After years of foot dragging, the looming Cobol brain drain will force many organizations into making a decision -- one way or the other -- within the next three to five years. "Increasingly, I see this transition happening," Vecchio says. "Waiting isn't going to make this any cheaper, and it isn't going to reduce the risk."

United Life Insurance Co. falls into the other 90%. The midsize business migrated off its Unisys mainframe several years ago, but didn't throw out the baby with the bathwater. It kept more than 1,000 Cobol programs that run the business, recompiling those for Windows using Micro Focus Visual Cobol, says program manager Jim Veglahn. "You don't just walk away from 1 million lines of Cobol code," he says. And while it's harder to fill open positions than it was a few years ago, Veglahn says his strategy is to "stay on Cobol and train as needed."

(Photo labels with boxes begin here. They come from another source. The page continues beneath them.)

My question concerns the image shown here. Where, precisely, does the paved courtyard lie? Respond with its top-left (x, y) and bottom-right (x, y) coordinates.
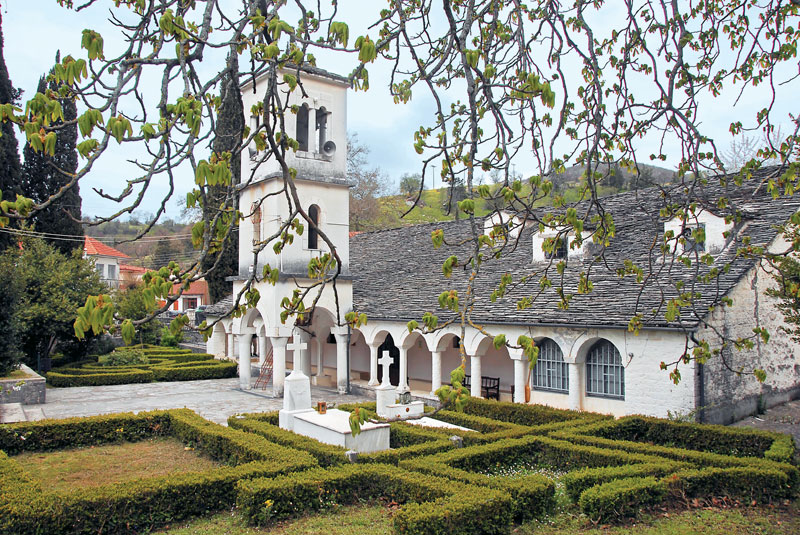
top-left (7, 377), bottom-right (376, 424)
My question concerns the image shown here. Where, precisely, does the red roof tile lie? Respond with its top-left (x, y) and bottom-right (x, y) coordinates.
top-left (83, 236), bottom-right (130, 258)
top-left (169, 280), bottom-right (208, 295)
top-left (119, 264), bottom-right (148, 273)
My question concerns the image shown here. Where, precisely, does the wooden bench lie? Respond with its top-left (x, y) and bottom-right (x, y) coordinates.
top-left (464, 375), bottom-right (500, 401)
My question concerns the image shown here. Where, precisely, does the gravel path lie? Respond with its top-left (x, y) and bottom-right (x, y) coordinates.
top-left (733, 399), bottom-right (800, 448)
top-left (15, 377), bottom-right (369, 424)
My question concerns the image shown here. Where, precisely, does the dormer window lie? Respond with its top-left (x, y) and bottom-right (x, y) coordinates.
top-left (664, 210), bottom-right (733, 255)
top-left (544, 236), bottom-right (567, 260)
top-left (532, 228), bottom-right (585, 262)
top-left (683, 223), bottom-right (706, 254)
top-left (297, 104), bottom-right (308, 152)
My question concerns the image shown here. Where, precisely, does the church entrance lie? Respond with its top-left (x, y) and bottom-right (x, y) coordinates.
top-left (378, 334), bottom-right (400, 386)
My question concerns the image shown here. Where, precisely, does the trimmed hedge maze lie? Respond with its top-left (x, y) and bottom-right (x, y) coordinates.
top-left (0, 409), bottom-right (318, 535)
top-left (46, 346), bottom-right (237, 387)
top-left (0, 399), bottom-right (800, 535)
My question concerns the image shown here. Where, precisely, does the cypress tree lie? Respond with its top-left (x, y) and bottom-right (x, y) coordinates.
top-left (0, 14), bottom-right (22, 251)
top-left (202, 51), bottom-right (244, 308)
top-left (22, 65), bottom-right (83, 256)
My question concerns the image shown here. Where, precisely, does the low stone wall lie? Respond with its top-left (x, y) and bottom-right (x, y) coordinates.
top-left (0, 364), bottom-right (45, 405)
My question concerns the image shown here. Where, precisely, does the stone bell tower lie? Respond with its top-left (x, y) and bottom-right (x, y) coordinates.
top-left (225, 67), bottom-right (353, 393)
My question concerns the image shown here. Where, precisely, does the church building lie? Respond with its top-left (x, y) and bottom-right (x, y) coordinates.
top-left (206, 68), bottom-right (800, 423)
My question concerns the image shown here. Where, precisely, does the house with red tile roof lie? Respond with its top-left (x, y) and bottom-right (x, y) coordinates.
top-left (119, 264), bottom-right (148, 289)
top-left (83, 236), bottom-right (130, 288)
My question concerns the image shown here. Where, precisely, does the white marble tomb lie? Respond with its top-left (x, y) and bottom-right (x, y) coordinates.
top-left (294, 409), bottom-right (389, 453)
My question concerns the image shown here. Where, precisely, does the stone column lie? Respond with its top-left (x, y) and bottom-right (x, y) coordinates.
top-left (331, 325), bottom-right (350, 394)
top-left (225, 333), bottom-right (236, 359)
top-left (292, 329), bottom-right (311, 377)
top-left (308, 108), bottom-right (322, 152)
top-left (239, 333), bottom-right (253, 390)
top-left (568, 362), bottom-right (581, 411)
top-left (397, 347), bottom-right (411, 392)
top-left (431, 351), bottom-right (442, 396)
top-left (512, 356), bottom-right (528, 403)
top-left (258, 331), bottom-right (267, 368)
top-left (469, 355), bottom-right (483, 398)
top-left (367, 344), bottom-right (380, 386)
top-left (269, 336), bottom-right (289, 398)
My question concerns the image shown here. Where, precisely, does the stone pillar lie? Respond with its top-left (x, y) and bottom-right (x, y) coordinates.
top-left (239, 333), bottom-right (253, 390)
top-left (568, 362), bottom-right (582, 411)
top-left (258, 331), bottom-right (267, 368)
top-left (269, 336), bottom-right (289, 398)
top-left (397, 347), bottom-right (411, 392)
top-left (308, 108), bottom-right (322, 152)
top-left (331, 325), bottom-right (350, 394)
top-left (292, 329), bottom-right (311, 377)
top-left (225, 333), bottom-right (236, 359)
top-left (367, 344), bottom-right (380, 386)
top-left (431, 351), bottom-right (442, 396)
top-left (469, 355), bottom-right (483, 398)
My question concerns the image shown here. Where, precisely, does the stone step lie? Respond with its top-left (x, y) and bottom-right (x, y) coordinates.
top-left (22, 405), bottom-right (47, 422)
top-left (0, 403), bottom-right (27, 424)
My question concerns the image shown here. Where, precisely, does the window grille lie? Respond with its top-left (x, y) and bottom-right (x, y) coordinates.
top-left (250, 202), bottom-right (261, 245)
top-left (531, 338), bottom-right (569, 393)
top-left (297, 104), bottom-right (308, 151)
top-left (308, 204), bottom-right (319, 249)
top-left (586, 340), bottom-right (625, 399)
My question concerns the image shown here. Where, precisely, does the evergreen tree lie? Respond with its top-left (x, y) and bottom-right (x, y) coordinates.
top-left (202, 52), bottom-right (244, 308)
top-left (0, 14), bottom-right (21, 251)
top-left (22, 66), bottom-right (83, 256)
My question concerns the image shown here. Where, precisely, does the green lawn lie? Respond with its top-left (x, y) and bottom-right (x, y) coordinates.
top-left (14, 438), bottom-right (220, 492)
top-left (159, 500), bottom-right (800, 535)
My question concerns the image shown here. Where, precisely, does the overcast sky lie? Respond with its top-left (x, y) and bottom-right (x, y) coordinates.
top-left (0, 0), bottom-right (430, 217)
top-left (0, 0), bottom-right (796, 222)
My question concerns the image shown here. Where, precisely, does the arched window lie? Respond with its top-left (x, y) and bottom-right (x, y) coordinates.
top-left (250, 202), bottom-right (261, 245)
top-left (297, 104), bottom-right (308, 151)
top-left (532, 338), bottom-right (569, 392)
top-left (317, 107), bottom-right (328, 152)
top-left (308, 204), bottom-right (319, 249)
top-left (586, 340), bottom-right (625, 399)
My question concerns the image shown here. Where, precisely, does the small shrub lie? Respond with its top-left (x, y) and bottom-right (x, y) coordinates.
top-left (97, 348), bottom-right (150, 366)
top-left (159, 327), bottom-right (183, 347)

But the demographic shift will, in the long term, make Cobol "almost unsalvageable," says Vecchio. "The only debate is the slope of the decline."

BCBS's Emard disagrees. "Can we keep up with the demand for Cobol talent? Absolutely. The supply needs to be increased with the knowledge that these jobs are not going away," he says.

Vecchio says the number of Gartner clients that want to talk about mainframe migrations is up sharply. "I had 200 mainframe migration inquiries last year, and I have been speaking with thousands of mainframe shops about this whole migration question," he says. Mainframes eventually will be marginalized to only the very largest organizations in the market, Vecchio adds. "They're the only ones who can invest in initiatives and create their own training programs," he says.